Callback attribute for better definition of behaviour callbacks.

Stavros Aronis aronisstav@REDACTED
Tue Jun 29 17:33:54 CEST 2010


Hi!

On March the following thread appeared in the erlang-questions list:

http://www.erlang.org/cgi-bin/ezmlm-cgi?4:sss:50104:201003:hbmaknhcnnhjngliogof

In that thread there was discussion about how the current idiom to define a
behaviour lacks specific information about what the callbacks are supposed
to do. The proposal was to somehow use '-spec' attributes in order to
provide better information about the type of the arguments that each
callback function requires and its result. This patch implements this using
a new attribute: '-callback'.

The reason why the already existent '-spec' keyword can't be used is that
lint checks are performed to ensure that specs exist only for functions
defined in the module where the spec is defined. This is not what a callback
function requires, as it's going to be defined in another module.

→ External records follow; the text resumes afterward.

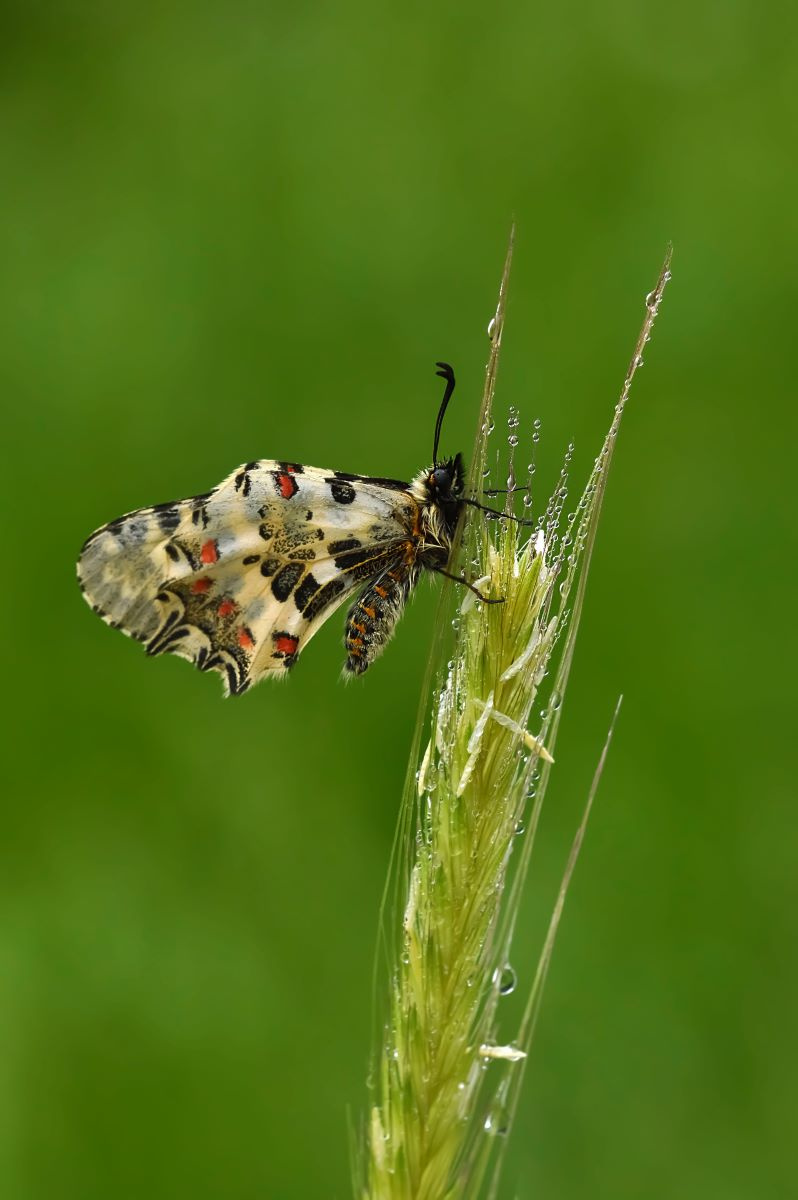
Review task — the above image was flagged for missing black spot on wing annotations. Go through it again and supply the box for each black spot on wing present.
[268,563,305,601]
[325,478,358,504]
[302,580,347,620]
[294,571,322,612]
[335,470,410,492]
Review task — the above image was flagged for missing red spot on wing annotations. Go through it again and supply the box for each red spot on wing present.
[275,634,299,655]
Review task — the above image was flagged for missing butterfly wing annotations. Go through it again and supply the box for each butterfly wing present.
[78,460,419,694]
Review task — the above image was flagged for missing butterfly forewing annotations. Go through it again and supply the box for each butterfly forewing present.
[78,460,420,692]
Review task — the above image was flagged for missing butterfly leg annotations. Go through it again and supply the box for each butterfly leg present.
[432,566,504,604]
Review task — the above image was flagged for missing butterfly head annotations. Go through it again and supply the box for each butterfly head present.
[425,454,464,504]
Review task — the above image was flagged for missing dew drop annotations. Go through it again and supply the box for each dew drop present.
[482,1104,510,1138]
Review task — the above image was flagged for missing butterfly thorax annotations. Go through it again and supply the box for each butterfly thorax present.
[409,455,464,563]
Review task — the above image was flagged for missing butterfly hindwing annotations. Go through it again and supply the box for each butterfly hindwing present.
[78,460,419,692]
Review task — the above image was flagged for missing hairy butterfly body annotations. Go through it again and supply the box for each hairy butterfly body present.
[78,364,467,695]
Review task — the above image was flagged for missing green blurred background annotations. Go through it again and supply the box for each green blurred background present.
[0,0,798,1200]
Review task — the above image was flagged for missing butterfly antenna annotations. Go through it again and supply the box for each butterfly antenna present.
[432,362,455,467]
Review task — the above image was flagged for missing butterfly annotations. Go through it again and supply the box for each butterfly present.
[78,362,511,695]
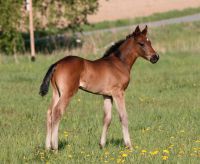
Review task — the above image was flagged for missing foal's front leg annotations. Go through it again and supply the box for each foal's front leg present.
[99,96,112,148]
[113,91,132,148]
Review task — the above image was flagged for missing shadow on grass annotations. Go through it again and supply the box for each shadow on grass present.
[106,138,124,147]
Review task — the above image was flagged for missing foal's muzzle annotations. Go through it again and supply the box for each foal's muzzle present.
[150,54,159,64]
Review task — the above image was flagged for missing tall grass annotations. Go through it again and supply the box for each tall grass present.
[0,22,200,164]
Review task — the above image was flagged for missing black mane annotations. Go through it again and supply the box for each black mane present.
[103,33,134,58]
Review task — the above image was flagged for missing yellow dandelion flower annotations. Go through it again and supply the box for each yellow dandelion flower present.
[141,150,147,153]
[122,153,128,157]
[40,152,44,155]
[150,150,159,155]
[117,159,122,163]
[163,149,169,154]
[135,146,139,149]
[162,155,169,161]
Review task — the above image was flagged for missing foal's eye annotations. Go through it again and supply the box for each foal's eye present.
[138,42,144,47]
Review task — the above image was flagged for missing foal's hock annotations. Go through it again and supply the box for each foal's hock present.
[40,26,159,150]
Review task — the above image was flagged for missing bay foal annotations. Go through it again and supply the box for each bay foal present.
[40,26,159,150]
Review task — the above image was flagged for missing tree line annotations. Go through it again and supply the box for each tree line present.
[0,0,99,54]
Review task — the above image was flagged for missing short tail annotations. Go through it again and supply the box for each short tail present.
[39,64,56,96]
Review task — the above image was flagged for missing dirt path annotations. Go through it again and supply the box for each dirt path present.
[89,0,200,22]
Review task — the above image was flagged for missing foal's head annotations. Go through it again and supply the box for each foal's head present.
[128,26,159,64]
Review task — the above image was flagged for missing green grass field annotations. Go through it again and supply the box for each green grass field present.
[0,22,200,164]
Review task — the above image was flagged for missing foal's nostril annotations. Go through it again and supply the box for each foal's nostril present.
[150,54,159,64]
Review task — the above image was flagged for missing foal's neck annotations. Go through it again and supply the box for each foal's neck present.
[119,39,138,71]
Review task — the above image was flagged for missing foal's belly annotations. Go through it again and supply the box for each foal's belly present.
[79,81,112,96]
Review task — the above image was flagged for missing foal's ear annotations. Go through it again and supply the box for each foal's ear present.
[133,25,141,36]
[142,25,148,35]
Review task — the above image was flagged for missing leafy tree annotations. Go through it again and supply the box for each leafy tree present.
[0,0,23,54]
[34,0,99,32]
[0,0,99,54]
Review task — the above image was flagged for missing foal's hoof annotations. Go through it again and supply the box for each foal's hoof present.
[99,143,105,149]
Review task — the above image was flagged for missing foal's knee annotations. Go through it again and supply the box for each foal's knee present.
[120,114,128,126]
[104,116,112,125]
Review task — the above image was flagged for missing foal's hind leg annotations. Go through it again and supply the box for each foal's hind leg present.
[99,96,112,148]
[113,91,132,149]
[45,84,59,150]
[51,95,71,150]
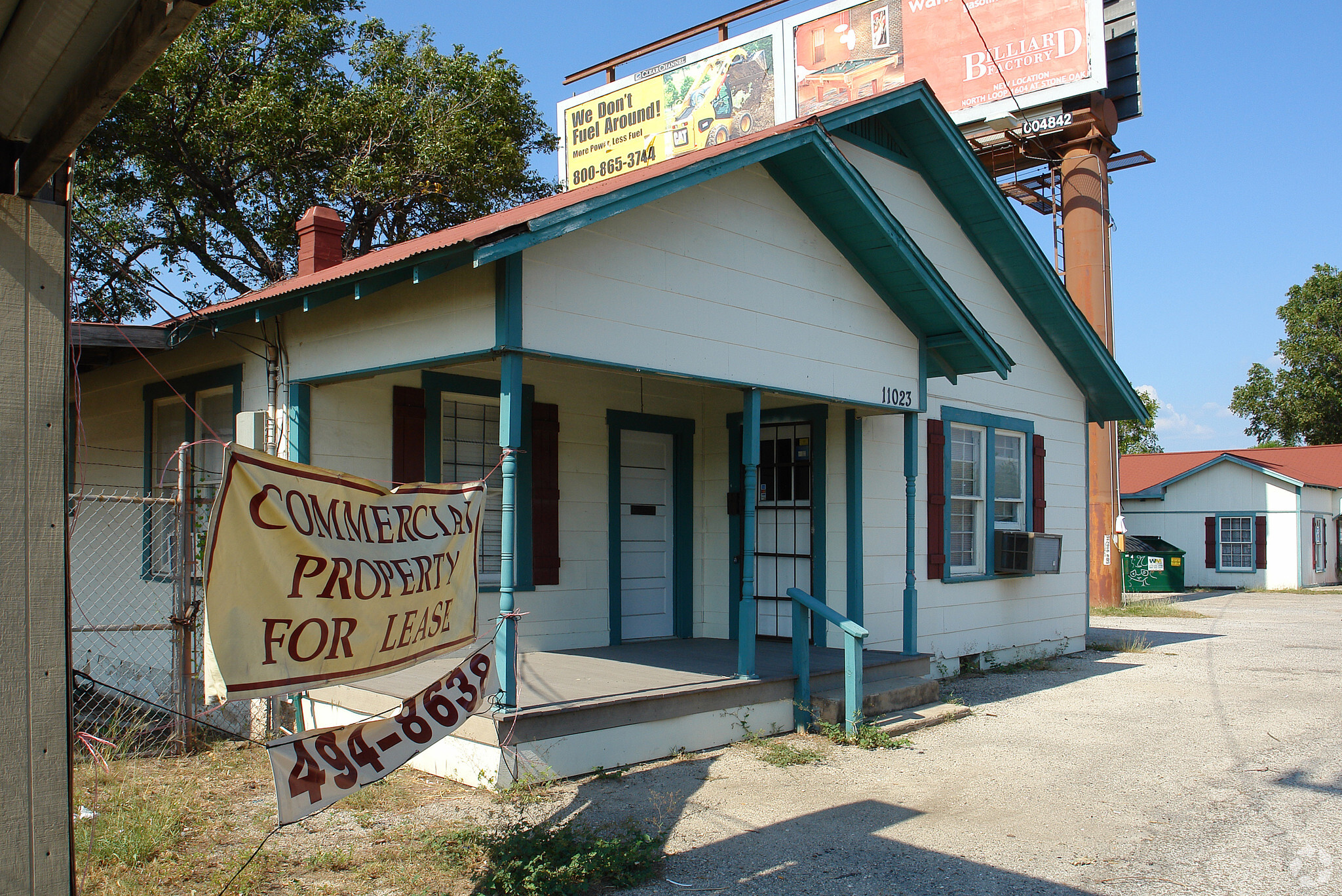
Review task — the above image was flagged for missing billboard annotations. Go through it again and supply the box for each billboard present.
[558,0,1107,188]
[560,26,786,187]
[784,0,1106,124]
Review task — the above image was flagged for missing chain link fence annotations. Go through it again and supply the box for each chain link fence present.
[67,452,252,754]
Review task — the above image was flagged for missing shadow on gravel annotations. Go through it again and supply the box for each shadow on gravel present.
[1276,768,1342,795]
[1086,626,1225,646]
[556,758,1088,896]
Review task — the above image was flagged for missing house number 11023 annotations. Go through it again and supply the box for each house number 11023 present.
[880,386,914,408]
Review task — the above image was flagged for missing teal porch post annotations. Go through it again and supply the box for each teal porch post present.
[903,413,918,656]
[844,411,866,625]
[737,389,759,679]
[494,352,522,709]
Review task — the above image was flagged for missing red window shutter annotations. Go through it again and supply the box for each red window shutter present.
[1254,516,1267,569]
[927,419,946,580]
[531,402,560,585]
[392,386,424,485]
[1035,436,1048,532]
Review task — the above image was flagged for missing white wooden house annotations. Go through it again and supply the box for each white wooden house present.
[1119,445,1342,589]
[73,83,1142,782]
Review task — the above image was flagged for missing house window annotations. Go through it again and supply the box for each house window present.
[142,366,242,577]
[929,407,1035,581]
[946,426,984,576]
[1217,516,1255,572]
[440,394,503,586]
[1314,516,1329,572]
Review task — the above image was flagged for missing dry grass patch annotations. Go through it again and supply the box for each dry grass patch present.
[1091,597,1206,620]
[1086,632,1153,653]
[74,743,474,896]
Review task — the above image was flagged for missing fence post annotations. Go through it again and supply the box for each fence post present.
[172,443,192,753]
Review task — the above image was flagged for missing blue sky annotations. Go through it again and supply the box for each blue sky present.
[154,0,1342,451]
[368,0,1342,451]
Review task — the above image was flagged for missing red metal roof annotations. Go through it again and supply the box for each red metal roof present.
[1118,445,1342,495]
[177,117,817,326]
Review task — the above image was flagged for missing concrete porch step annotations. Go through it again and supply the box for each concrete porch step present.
[811,675,941,723]
[871,703,969,737]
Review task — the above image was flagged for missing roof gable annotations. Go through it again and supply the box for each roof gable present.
[1119,445,1342,498]
[162,82,1145,420]
[820,82,1146,421]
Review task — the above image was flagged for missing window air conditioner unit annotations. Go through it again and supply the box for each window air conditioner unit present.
[993,530,1063,576]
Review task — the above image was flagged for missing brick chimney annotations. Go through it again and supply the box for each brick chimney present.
[296,205,345,276]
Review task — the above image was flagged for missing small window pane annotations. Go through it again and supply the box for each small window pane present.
[993,432,1026,500]
[946,499,978,567]
[440,398,503,585]
[950,426,984,498]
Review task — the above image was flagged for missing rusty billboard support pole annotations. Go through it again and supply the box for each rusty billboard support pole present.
[1059,94,1123,607]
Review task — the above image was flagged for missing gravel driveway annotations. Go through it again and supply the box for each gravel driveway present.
[531,593,1342,896]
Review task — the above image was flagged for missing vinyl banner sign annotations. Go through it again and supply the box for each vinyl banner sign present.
[204,445,484,700]
[560,27,782,187]
[266,652,490,825]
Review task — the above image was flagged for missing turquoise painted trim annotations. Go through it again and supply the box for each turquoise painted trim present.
[788,588,870,735]
[420,370,535,591]
[1210,510,1261,582]
[494,352,522,709]
[294,348,498,386]
[843,409,866,625]
[818,82,1146,421]
[168,243,475,341]
[288,383,313,464]
[494,252,522,350]
[605,409,695,644]
[941,405,1035,582]
[900,413,923,656]
[140,364,243,581]
[507,348,926,413]
[726,403,830,646]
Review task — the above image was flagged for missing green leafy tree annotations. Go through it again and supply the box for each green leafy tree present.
[73,0,557,320]
[1118,388,1165,455]
[1231,264,1342,445]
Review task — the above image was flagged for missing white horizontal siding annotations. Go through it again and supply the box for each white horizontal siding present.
[522,166,918,403]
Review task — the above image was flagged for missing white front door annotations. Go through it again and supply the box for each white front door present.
[620,429,675,641]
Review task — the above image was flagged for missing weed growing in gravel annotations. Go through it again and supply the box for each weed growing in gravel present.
[816,722,914,750]
[461,821,666,896]
[1091,597,1206,620]
[1086,632,1151,653]
[494,772,554,806]
[756,740,826,768]
[307,849,355,870]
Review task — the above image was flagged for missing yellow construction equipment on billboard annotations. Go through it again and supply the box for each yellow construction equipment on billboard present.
[560,28,782,187]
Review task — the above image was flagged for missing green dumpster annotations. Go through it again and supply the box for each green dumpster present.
[1123,535,1185,594]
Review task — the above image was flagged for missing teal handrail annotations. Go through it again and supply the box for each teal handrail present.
[788,588,870,734]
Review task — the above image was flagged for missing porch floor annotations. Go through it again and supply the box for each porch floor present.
[313,639,930,743]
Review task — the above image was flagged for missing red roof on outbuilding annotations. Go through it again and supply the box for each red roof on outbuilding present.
[1118,445,1342,495]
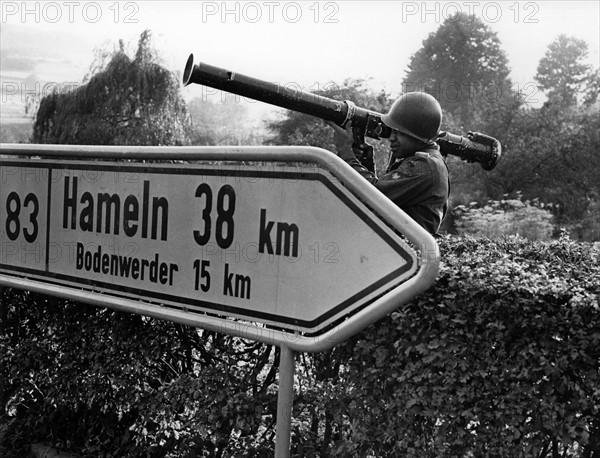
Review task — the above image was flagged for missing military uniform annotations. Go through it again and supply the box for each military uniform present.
[348,144,450,234]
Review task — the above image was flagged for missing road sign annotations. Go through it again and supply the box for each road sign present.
[0,145,437,350]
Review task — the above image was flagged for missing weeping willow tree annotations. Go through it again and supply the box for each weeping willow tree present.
[33,30,191,145]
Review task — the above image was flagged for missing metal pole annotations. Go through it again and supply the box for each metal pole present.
[275,345,296,458]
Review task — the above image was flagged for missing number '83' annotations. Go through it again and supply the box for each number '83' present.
[6,192,40,243]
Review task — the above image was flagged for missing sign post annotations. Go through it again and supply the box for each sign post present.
[0,144,439,456]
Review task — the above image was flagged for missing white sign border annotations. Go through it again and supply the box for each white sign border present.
[0,144,439,351]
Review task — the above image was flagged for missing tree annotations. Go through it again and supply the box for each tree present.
[33,30,190,145]
[535,35,593,107]
[403,13,520,136]
[188,94,259,145]
[266,78,392,170]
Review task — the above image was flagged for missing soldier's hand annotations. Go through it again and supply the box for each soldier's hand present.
[325,121,355,161]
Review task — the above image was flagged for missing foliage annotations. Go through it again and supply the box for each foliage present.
[453,194,554,240]
[33,31,190,145]
[490,103,600,240]
[403,13,521,132]
[0,235,600,458]
[310,237,600,458]
[265,79,391,174]
[535,35,592,107]
[188,97,259,146]
[0,289,274,457]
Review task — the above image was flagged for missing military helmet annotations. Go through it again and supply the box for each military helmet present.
[381,92,442,143]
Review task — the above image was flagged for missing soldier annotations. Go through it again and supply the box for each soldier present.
[328,92,450,235]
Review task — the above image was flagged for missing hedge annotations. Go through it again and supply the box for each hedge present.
[0,235,600,458]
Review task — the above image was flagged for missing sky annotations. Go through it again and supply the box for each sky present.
[0,0,600,121]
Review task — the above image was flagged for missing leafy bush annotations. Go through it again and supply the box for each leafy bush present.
[0,236,600,458]
[453,195,554,240]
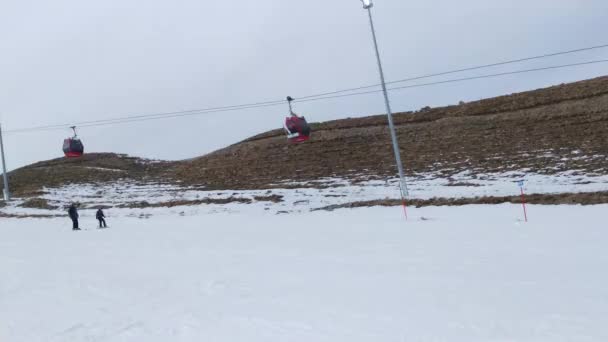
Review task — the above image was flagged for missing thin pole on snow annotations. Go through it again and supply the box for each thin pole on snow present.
[517,180,528,222]
[361,0,408,220]
[0,124,11,202]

These '-callback' attributes can then be used to automatically generate the
usual 'behaviour_info(callbacks)' export, required by the compiler to
confirm that a module that implements a behaviour exports all the required
callbacks.

The patch can be obtained with:

  git fetch git://github.com/aronisstav/otp.git callback-attr

Included in this patch are:

- updates in the syntax of Erlang (erl_parse.yrl) to allow the new attribute
with a form similar to that of the already familiar '-specs'
- updates in the lint (erl_lint) to ensure that no duplicates are defined
and no behaviour_info/1 function is defined as it will be automatically
generated and exported
- updates in the stdlib's, kernel's and inet's behaviours to use the new
syntax. The type information I've added is based on current published
documentation and comments in the files so it might be incorrect
and should be double-checked by someone who has more experience in the
actual usage of these behaviours than me.
- updates to the bootstrap files

Future additions:

- Dialyzer can use such attributes to find errors in the inferred callback
function types. (I've already implemented this but it's a different thing so
I'm gonna make a separate request for it)
- Documentation tools can use these attributes instead of comments to
specify the types of the arguments and the result of callback functions.

As this is my first patch, any feedback is gratefully accepted!